Бармин втягивал в себя жидкий воздух и никак не мог им насытиться. От теплого дыхания и пота иней на подшлемнике подтаял и норовил превратиться в ледяную корку. Второе дыхание не приходило, и Бармин доподлинно знал, что оно не придет. Кратковременный отдых уже не восстанавливал силы, а длительный мог оказаться смертельно опасным: холод сковал бы разгоряченное тело и вызвал необратимые изменения в легких и бронхах.
Сантиметров шестьдесят пробитого по периметру днища поглотили огромную физическую силу Бармина.
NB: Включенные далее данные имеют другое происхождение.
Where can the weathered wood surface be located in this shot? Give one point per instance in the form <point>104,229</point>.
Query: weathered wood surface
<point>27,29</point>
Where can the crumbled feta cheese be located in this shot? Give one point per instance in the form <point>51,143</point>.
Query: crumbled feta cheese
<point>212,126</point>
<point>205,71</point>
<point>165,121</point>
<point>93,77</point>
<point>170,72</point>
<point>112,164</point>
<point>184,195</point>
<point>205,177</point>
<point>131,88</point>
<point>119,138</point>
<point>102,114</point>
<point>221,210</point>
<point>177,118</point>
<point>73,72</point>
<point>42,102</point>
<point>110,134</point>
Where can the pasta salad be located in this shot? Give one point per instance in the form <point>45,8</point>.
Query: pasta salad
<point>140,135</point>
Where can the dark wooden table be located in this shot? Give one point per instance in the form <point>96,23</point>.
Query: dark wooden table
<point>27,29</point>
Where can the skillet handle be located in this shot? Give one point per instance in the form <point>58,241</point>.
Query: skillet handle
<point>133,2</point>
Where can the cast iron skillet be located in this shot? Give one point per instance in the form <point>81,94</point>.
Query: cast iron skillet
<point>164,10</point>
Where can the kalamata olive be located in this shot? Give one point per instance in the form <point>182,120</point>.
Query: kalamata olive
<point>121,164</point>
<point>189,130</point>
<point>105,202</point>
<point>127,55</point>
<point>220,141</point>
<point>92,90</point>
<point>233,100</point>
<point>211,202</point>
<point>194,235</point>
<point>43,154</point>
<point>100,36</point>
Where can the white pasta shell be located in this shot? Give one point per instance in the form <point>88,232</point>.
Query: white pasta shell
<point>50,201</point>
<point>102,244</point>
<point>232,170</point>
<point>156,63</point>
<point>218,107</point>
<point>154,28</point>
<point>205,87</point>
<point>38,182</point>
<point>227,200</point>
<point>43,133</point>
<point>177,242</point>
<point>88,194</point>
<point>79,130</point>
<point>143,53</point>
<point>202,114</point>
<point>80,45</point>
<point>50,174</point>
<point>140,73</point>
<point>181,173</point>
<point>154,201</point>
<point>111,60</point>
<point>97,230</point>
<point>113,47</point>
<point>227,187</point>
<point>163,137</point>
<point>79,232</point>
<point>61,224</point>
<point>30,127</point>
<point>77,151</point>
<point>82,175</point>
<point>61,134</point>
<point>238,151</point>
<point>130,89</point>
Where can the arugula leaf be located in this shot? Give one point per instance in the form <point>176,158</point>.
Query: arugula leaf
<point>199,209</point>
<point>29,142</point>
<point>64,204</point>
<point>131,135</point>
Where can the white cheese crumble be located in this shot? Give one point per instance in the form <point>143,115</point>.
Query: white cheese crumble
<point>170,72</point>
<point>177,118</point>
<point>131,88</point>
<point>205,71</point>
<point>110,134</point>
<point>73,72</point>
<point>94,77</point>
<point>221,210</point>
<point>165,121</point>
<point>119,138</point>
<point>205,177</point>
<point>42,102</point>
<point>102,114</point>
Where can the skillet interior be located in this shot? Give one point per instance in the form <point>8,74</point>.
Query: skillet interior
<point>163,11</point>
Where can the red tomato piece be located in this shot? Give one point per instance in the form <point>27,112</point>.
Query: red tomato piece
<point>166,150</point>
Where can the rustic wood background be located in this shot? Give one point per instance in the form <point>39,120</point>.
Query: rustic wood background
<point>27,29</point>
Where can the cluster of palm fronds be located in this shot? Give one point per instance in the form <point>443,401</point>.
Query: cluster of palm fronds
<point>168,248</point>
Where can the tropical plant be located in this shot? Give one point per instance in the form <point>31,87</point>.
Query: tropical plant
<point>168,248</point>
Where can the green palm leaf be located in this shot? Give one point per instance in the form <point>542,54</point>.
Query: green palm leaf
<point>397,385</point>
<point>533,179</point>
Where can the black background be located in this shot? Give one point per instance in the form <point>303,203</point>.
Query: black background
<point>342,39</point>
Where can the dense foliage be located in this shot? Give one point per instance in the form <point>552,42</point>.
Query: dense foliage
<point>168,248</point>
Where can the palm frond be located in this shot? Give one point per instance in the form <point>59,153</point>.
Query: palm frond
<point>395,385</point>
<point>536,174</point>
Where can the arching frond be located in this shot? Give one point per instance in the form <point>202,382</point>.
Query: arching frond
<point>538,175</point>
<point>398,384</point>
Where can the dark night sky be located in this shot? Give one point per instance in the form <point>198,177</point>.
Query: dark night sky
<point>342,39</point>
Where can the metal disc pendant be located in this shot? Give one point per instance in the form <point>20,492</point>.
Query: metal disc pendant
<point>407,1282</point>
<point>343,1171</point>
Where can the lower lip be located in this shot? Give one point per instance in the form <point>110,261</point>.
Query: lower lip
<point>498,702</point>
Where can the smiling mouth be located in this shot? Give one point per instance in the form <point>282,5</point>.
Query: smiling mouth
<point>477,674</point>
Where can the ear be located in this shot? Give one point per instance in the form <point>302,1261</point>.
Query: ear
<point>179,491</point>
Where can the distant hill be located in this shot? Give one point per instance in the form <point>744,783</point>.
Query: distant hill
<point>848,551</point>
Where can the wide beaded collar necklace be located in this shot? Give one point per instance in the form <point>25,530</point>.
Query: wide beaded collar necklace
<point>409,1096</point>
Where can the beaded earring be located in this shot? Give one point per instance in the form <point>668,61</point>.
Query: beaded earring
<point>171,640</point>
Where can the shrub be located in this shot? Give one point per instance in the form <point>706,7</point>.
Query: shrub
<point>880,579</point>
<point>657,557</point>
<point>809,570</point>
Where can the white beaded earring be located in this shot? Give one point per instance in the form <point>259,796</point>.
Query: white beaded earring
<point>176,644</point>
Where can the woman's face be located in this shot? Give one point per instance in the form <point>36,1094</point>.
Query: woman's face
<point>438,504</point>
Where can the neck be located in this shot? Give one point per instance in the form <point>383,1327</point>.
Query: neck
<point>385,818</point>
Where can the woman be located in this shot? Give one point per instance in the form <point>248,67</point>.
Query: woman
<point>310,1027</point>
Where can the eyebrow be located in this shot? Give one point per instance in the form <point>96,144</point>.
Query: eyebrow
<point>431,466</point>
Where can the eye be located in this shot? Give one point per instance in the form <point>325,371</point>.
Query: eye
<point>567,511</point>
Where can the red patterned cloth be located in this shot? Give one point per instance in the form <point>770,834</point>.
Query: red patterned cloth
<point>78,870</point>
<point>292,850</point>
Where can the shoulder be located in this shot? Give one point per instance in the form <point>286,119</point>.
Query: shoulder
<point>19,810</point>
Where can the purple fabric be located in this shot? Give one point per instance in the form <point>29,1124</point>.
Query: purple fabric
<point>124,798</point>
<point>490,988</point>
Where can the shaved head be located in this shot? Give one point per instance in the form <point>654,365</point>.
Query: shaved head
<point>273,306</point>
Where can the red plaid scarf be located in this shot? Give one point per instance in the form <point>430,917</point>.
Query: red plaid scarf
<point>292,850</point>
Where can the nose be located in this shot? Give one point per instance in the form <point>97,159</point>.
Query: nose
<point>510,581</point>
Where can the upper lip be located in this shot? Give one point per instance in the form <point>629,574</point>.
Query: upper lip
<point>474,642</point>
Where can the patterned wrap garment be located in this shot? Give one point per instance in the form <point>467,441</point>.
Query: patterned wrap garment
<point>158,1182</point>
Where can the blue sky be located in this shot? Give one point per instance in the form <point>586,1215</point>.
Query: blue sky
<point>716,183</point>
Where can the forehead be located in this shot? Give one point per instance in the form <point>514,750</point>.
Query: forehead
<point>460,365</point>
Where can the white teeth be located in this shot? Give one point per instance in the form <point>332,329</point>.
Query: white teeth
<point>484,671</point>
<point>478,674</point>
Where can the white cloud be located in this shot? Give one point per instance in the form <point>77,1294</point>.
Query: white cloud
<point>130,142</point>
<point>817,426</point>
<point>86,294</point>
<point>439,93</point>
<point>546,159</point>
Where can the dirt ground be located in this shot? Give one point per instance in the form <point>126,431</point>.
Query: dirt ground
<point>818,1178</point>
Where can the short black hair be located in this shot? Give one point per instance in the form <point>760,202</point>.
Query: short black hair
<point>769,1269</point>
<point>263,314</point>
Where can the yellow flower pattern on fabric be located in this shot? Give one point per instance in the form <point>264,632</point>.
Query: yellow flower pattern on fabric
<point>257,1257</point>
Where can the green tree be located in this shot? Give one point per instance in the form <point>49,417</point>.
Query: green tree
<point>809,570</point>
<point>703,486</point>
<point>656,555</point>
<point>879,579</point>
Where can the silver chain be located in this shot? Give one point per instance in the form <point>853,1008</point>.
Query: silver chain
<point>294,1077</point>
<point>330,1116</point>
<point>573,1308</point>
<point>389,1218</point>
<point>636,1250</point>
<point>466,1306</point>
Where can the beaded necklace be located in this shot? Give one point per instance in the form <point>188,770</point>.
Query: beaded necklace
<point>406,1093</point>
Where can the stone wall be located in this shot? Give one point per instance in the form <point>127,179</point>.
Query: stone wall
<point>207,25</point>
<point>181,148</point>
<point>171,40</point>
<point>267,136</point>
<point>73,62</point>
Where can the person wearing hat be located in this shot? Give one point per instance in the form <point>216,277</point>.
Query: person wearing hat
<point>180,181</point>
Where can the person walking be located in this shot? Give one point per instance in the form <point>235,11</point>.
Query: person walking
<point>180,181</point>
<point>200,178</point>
Он еще раз поднял кувалду, с ненавистью опустил ее на зубило – промах! Филатов протянул руку, его очередь. Бармин присел на скамью. Что-то давно ты не улыбаешься, Веня, подумал он, не слышно твоего жеребячьего смеха. С полчаса назад подковырнул: «С тебя, док, хоть портрет пиши, глаза и губы одного цвета – синие». И с тех пор слова из Вени не выдавишь, всю Венину жизнерадостность вытянула кувалда.
По настоянию доктора механики заменили Семенова и Гаранина, ударам которых уже не хватало мощи. Откручивать гайки торцовым ключом с воротком не очень намного, а все-таки легче. Главное – стронуть гайку с места, да не грубым рывком, чтобы не полетела резьба, а с нежностью. А от зимних прошлогодних морозов промасленная гайка вкипела в болт, попробуй уговори ее повернуться. Нет, пожалуй, не легче, чем кувалда. И то и другое – тяжелее.
Сколько времени отдыхал? Минуту, а мороз схватил пот на лице (не забывай растирать, не то в два счета обморозишь), и пополз вниз, по шее к спине и груди. Хорошо бы еще посидеть, пока сердце перестанет отбивать чечетку, а нельзя. Заколдованный круг: от холода спасение в работе, а работать нет сил. И еще одна мысль пришла Бармину: было бы сейчас градусов восемьдесят, емкость из этой бочки соорудили бы шутя. Три-четыре удара кувалдой – и днище вылетело бы, как стеклянное. Но перемонтировать дизеля при восьмидесяти градусах – дудки, случись такое на Востоке зимой – жизни людям бы осталось минут на пятьдесят: математический расчет. Без притока тепла температура воздуха на улице и дома за эти минуты сравняется, а на таком морозе живые существа бороться за свое существование не умеют. Минут через двадцать начнется сухой спазматический кашель, не такой, как у Филатова и Гаранина (у них пока еще с мокротой), а именно сухой, который предвещает омертвление тканей органов дыхания; резко побелеет кожа лица, взгляд станет менее осмысленным, почти таким же, как сейчас у Дугина.
Бармин забрал у него кувалду, посадил на скамью и засмеялся хрипло, с короткими паузами из-за перебоев дыхания.
– Вспомнил, как Женька… – Бармин сделал глубокий вдох, – с кувалдой в бухгалтерии…
Он махнул рукой, вновь рассмеялся.
– Пошел ты… в свою двадцать пятую каюту, – проворчал Дугин. – Тоже мне Райкин…
– Перекур, – предложил Семенов.
Курить, конечно, никто не стал. Люди уселись на спальные мешки, расслабились. Дугин что-то ворчал про себя, улыбались, прикрыв глаза, Семенов и Гаранин; кривил в улыбке треснувшие губы Филатов.